Here is guidance on how to calculate CPI.
Defining the Basket
As the first step in addressing the question, how to calculate CPI, we need to know what’s in the market basket. The goods and services that are purchased for consumption by a market’s population are included in the CPI market basket. In order to fix a market basket, we need to understand the number of households present in a nation along with the quantum of consumption across these households. A lot of surveys and census needs to be used in defining this data and thereby arriving at a market basket.
Calculating Cost of Market Basket
Once we know what all gets included in the basket and their quantities, we need to calculate the current as well as previous prices of these goods and services. This gives us an idea of the price of the basket at any point in time. Since the market basket remains fixed in terms of items and the quantities, the only variable here is the price. This allows us to isolate the price change effects over the years.
In order to calculate CPI, we need to define a base year. This will serve as a benchmark and we can easily compare all the other years against this benchmark. Generally, the base year is kept the same for a few years until it is changed to a new one. CPI is calculated by dividing the price of the basket in any given year by the price of the basket in the base year. The ratio is then multiplied by 100 in order to get CPI value.
It is not enough to only calculate CPI. We need to use CPI figures in order to determine the inflation rate, thereby meeting the economic need of CPI. The inflation rate is nothing but the percentage change in CPI from one time period to another. Inflation rates across nations are measured using CPI and are also published from time to time.

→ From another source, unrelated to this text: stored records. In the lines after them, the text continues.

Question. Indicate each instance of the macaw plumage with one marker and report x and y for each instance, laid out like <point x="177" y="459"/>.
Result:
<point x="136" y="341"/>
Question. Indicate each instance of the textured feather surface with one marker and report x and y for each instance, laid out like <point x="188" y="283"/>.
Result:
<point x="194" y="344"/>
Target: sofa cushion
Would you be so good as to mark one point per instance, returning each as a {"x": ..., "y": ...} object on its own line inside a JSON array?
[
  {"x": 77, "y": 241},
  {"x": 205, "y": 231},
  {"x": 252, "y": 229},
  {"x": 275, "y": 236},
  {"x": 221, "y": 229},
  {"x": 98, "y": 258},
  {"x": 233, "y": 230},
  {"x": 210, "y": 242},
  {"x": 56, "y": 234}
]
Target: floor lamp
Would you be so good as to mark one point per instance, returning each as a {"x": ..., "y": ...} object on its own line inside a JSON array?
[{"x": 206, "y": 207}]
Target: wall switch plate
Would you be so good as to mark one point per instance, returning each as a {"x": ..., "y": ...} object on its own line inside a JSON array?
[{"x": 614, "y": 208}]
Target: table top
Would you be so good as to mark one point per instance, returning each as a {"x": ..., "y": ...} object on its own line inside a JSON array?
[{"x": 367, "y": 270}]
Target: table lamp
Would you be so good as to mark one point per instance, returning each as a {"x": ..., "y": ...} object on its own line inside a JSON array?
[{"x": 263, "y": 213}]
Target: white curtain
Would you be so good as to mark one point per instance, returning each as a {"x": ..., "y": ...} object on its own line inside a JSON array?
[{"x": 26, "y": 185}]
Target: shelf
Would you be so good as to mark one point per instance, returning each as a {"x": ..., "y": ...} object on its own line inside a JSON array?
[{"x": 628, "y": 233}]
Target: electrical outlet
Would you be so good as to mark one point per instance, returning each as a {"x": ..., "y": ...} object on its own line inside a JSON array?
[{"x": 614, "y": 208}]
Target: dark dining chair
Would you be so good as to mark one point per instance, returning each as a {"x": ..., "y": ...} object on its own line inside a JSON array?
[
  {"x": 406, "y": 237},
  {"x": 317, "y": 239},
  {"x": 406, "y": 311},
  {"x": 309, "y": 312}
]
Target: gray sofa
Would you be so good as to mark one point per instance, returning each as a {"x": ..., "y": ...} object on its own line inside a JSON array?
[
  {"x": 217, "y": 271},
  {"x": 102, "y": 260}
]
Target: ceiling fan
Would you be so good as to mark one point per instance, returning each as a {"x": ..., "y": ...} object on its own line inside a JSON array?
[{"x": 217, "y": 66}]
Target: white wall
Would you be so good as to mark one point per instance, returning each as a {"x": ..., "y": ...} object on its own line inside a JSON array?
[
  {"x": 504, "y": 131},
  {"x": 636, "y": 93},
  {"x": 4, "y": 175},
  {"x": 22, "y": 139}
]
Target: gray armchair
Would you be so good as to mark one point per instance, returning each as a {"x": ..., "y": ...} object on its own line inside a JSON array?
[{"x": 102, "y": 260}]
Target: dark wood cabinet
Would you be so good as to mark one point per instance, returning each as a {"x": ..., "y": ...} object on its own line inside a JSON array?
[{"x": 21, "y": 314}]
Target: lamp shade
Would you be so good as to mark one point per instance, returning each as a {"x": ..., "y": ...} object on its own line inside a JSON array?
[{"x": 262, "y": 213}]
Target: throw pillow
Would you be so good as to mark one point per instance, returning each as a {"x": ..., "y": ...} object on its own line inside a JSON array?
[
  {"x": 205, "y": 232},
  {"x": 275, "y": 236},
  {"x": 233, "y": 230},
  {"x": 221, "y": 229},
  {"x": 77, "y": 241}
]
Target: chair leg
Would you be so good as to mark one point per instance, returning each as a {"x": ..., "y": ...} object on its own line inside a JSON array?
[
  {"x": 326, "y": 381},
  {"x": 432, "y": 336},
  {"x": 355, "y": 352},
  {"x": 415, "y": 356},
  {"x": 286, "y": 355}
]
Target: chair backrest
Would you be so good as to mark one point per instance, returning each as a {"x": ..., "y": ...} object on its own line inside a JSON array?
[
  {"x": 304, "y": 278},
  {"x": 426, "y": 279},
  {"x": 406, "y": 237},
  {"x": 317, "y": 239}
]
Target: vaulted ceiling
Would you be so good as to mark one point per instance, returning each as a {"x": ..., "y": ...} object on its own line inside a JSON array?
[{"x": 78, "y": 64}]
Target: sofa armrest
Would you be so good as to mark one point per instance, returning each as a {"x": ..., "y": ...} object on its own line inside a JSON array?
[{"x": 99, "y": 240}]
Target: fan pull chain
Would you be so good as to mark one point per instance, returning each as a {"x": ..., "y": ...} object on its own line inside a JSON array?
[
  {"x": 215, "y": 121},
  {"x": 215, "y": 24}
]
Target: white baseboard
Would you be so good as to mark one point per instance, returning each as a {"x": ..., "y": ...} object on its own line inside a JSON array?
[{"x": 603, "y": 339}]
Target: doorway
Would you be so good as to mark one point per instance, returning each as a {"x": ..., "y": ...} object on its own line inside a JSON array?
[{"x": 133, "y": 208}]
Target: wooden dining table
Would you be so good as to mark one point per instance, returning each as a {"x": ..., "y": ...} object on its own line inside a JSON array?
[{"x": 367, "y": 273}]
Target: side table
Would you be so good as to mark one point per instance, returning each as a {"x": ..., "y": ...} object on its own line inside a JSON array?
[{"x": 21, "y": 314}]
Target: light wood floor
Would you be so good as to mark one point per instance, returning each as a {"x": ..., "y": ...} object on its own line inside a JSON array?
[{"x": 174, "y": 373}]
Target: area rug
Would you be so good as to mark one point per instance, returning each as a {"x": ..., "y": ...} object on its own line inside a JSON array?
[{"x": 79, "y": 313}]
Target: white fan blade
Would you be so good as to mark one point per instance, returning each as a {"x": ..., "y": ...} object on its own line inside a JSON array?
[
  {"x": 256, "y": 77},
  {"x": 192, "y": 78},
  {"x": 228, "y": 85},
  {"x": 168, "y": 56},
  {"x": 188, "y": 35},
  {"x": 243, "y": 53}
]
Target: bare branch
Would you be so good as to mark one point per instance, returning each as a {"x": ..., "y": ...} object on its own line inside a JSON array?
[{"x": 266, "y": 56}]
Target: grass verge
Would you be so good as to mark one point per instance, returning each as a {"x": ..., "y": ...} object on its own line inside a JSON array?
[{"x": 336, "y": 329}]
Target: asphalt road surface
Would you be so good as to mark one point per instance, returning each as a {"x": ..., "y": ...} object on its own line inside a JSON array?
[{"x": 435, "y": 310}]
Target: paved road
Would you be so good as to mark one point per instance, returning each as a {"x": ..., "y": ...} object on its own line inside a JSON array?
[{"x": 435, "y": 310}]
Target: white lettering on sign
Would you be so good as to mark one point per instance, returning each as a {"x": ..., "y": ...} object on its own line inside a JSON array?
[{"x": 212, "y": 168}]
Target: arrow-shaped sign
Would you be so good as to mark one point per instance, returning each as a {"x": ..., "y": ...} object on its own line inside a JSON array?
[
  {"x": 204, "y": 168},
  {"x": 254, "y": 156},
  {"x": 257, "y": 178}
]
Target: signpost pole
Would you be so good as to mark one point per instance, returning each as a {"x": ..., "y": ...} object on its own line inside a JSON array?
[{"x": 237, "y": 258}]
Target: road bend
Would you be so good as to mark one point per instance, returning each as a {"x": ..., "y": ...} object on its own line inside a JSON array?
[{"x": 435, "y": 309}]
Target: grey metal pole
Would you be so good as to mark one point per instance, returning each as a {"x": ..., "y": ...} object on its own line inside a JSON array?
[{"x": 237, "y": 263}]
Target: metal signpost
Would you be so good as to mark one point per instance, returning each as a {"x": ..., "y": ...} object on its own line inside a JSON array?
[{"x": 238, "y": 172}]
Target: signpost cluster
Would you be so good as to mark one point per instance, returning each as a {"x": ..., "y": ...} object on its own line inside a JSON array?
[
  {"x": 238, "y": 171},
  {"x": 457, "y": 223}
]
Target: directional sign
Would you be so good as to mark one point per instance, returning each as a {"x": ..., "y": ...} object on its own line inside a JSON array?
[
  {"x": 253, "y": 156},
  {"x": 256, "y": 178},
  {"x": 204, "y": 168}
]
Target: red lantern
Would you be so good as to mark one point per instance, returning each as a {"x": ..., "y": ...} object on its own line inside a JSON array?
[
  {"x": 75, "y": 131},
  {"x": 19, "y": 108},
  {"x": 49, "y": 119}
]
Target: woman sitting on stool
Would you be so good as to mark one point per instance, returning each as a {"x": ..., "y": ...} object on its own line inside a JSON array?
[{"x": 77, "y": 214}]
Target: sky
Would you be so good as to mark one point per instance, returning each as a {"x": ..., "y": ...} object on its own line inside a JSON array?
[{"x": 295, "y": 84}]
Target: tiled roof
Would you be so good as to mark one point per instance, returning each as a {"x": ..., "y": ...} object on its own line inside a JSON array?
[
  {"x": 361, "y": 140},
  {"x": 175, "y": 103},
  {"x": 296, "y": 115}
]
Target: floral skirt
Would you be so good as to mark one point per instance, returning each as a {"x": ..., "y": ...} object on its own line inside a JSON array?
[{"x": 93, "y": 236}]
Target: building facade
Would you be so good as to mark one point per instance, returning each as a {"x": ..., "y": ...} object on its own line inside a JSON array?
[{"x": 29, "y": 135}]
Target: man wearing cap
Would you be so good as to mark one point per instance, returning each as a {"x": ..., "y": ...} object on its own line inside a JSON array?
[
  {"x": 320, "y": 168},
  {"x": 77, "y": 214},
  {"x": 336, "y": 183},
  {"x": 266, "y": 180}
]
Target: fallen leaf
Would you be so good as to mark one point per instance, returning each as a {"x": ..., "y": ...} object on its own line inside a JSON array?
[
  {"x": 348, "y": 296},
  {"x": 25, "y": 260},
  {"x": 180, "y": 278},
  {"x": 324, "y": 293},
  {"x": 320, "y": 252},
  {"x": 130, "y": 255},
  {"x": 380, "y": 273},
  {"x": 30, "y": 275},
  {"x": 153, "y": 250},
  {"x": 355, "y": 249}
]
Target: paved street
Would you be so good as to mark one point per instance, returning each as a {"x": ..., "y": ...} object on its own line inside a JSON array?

The prices that are paid by consumers for purchasing goods and services are used in calculating CPI and this, in turn, is used to understand the inflation levels. It helps in understanding the cost of living levels of a nation. Cost of living can affect people in various ways. CPI is simply the cost of living put in numerical form. While there is a lot of debate on the importance of and how to calculate CPI as a measure for inflation, it still has widespread use when it comes to controlling inflation and thereby guiding the movement of an economy.